About the Reserve:
- UNESCO designated Mura-Drava-Danube (MDD) as the world’s first ‘five-country biosphere reserve.
- It stretches across Austria, Slovenia, Croatia, Hungary and Serbia.
- The total area of the reserve — a million hectares — in the so-called ‘Amazon of Europe’, makes it the largest riverine protected area on the continent.
Rivers-The biosphere reserve covers 700 kilometres of the Mura, Drava and Danube rivers.
Fauna:
- It is home to continental Europe’s highest density of breeding white-tailed eagle, as well as endangered species such as the little tern, black stork, otters, beavers and sturgeons.

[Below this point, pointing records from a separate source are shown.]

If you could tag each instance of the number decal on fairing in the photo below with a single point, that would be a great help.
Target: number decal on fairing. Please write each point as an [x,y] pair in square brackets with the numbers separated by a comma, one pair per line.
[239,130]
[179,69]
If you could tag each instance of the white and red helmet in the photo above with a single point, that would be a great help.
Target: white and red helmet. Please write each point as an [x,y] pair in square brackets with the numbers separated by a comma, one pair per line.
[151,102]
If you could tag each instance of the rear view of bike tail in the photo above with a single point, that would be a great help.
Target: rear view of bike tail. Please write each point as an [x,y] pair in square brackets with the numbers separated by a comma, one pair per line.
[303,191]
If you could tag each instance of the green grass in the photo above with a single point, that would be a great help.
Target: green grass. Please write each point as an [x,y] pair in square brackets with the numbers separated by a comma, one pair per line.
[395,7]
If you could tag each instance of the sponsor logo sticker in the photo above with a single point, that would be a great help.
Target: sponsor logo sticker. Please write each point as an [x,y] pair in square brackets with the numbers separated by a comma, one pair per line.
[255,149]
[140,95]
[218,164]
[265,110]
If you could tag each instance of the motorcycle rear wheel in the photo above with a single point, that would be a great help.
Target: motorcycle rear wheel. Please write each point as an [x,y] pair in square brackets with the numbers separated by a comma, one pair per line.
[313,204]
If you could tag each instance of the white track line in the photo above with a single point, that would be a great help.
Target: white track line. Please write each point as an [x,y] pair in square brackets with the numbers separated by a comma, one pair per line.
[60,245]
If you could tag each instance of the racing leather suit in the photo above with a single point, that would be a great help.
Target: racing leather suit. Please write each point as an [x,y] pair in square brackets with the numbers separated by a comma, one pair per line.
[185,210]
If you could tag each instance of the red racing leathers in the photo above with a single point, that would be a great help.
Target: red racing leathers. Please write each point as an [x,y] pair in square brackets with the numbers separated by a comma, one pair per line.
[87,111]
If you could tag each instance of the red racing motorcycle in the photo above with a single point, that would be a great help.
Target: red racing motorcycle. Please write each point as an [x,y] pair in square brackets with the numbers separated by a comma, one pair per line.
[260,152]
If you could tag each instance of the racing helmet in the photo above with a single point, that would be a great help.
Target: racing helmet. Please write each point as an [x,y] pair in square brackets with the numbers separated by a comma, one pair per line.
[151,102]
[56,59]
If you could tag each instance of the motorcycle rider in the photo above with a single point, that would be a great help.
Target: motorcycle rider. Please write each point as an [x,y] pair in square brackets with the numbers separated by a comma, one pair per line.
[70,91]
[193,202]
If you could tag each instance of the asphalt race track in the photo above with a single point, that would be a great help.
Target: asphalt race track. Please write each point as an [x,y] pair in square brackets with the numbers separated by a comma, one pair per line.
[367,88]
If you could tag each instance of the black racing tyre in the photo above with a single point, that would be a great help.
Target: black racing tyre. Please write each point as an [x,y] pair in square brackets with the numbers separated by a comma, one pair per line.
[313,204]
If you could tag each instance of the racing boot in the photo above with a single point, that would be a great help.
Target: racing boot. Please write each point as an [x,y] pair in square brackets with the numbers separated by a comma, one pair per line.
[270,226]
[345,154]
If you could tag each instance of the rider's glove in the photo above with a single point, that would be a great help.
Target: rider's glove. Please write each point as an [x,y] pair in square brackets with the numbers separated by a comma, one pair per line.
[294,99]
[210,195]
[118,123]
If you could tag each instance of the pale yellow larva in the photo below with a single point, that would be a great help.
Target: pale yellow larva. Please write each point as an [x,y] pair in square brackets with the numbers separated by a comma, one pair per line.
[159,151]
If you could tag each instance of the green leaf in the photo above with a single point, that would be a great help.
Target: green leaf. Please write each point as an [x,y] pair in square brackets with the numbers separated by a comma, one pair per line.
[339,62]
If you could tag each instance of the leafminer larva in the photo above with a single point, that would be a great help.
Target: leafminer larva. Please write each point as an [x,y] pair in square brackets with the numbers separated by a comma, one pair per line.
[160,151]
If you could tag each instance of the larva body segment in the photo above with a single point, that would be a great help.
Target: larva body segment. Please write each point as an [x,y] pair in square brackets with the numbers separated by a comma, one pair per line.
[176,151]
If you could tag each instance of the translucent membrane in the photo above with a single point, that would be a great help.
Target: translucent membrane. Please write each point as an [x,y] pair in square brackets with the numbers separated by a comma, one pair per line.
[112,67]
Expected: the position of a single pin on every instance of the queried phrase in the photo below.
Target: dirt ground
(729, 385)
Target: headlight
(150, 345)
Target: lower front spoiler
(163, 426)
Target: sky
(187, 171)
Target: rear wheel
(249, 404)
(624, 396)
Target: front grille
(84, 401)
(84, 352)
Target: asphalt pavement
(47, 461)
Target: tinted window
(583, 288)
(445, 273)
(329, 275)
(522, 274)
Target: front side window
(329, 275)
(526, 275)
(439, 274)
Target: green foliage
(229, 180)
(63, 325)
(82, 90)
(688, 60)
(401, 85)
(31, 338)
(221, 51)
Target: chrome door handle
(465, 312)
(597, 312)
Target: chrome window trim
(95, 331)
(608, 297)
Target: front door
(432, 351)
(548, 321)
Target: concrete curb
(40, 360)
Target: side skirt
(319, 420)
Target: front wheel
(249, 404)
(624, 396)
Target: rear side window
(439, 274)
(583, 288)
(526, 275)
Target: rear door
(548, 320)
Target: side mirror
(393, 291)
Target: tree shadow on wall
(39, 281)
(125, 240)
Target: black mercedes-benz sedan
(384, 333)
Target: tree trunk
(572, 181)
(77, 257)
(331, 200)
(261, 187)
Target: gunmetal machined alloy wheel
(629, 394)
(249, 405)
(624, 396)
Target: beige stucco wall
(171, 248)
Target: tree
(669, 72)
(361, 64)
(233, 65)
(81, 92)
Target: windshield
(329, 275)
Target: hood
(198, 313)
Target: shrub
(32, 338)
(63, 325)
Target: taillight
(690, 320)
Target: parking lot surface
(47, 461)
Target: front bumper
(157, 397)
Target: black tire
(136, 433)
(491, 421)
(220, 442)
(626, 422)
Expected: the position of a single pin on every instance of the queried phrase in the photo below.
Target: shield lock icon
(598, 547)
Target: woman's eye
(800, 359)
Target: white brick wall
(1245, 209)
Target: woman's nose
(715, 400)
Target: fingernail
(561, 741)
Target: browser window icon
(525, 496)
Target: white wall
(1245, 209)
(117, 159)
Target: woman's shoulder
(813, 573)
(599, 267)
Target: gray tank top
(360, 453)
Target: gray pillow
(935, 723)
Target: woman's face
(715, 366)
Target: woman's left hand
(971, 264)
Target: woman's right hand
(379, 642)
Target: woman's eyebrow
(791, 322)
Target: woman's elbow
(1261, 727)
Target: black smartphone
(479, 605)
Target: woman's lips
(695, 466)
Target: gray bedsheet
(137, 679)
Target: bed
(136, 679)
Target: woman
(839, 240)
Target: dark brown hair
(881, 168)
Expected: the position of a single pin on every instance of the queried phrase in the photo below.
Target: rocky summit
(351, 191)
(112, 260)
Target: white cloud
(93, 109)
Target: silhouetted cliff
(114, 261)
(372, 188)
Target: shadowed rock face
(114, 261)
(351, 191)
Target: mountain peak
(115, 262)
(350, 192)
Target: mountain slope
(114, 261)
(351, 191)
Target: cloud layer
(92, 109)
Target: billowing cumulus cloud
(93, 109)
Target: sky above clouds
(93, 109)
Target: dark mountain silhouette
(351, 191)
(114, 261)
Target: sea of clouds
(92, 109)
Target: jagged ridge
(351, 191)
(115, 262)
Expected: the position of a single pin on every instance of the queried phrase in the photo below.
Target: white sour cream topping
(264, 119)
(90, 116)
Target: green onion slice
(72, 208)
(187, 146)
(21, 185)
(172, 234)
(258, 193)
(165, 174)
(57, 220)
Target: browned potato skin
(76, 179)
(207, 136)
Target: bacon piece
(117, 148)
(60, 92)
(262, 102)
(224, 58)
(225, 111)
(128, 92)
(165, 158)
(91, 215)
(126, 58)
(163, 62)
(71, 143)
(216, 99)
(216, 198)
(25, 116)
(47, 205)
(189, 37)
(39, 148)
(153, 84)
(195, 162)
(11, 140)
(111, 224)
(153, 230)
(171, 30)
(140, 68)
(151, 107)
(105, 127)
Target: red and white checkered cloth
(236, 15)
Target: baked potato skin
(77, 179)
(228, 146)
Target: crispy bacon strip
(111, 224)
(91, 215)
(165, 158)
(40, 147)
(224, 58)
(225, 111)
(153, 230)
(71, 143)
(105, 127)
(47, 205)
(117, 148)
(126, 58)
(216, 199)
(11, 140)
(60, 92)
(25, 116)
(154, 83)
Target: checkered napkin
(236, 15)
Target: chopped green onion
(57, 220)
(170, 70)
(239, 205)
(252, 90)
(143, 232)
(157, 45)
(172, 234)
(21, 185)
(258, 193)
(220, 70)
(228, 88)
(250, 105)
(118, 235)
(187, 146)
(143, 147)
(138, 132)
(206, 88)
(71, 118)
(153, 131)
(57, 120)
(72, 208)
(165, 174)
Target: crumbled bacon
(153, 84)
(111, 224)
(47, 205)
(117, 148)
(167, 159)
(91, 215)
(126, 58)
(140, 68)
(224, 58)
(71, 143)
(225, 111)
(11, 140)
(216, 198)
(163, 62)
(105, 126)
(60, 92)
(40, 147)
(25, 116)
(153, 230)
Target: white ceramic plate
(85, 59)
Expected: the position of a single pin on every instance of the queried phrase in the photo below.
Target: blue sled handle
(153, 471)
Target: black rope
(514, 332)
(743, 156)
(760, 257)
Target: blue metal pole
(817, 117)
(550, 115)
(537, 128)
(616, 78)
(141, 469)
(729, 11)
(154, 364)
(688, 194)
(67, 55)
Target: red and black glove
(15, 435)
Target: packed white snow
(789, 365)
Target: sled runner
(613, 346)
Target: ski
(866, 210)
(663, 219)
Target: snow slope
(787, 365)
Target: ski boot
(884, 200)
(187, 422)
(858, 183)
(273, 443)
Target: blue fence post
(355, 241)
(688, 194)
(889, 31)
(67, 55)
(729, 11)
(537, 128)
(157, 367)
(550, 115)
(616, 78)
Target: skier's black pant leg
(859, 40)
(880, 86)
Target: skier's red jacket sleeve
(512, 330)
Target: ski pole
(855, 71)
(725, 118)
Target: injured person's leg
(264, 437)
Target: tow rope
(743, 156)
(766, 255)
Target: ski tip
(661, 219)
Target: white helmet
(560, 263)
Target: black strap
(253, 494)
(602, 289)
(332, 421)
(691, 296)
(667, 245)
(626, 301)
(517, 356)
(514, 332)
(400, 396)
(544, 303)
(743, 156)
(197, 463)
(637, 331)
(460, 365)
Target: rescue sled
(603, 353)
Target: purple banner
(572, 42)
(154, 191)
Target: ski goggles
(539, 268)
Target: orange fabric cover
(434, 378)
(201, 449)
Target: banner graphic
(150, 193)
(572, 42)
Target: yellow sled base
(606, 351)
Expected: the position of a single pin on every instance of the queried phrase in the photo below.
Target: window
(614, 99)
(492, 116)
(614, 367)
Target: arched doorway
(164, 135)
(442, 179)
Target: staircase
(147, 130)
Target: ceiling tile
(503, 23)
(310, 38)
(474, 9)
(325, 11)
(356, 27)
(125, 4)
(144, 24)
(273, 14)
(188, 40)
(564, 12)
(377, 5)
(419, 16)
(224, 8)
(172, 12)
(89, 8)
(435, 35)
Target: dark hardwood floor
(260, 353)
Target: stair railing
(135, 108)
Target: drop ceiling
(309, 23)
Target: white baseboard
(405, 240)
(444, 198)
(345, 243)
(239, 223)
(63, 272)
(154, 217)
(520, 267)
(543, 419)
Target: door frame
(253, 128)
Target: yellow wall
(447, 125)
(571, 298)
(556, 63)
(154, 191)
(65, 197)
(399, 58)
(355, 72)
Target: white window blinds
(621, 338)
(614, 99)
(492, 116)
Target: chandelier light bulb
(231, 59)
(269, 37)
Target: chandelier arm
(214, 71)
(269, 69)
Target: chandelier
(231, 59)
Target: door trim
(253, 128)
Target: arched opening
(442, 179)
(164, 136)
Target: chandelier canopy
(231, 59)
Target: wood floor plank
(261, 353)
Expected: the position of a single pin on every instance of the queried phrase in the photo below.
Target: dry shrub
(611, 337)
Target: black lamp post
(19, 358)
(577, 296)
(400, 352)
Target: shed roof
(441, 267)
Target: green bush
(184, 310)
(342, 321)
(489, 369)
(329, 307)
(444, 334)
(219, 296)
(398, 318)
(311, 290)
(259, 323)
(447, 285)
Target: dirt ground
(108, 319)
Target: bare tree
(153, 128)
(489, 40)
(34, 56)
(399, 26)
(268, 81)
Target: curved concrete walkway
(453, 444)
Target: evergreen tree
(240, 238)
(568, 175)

- it is also an important annual resting and feeding place for more than 250,000 migratory birds, according to WWF.
Significance of the reserve:
- The reserve is inhabited by almost 900,000 people.
- It is home to floodplain forests, gravel and sand banks, river islands, oxbows and meadows.
- The biosphere “represented an important contribution to the European Green Deal (climate action plan) and contributed to the implementation of the EU Biodiversity Strategy in the Mura-Drava-Danube region.”
- The strategy’s aim is to revitalise 25,000 km of rivers and protect 30% of the European Union’s land area by 2030.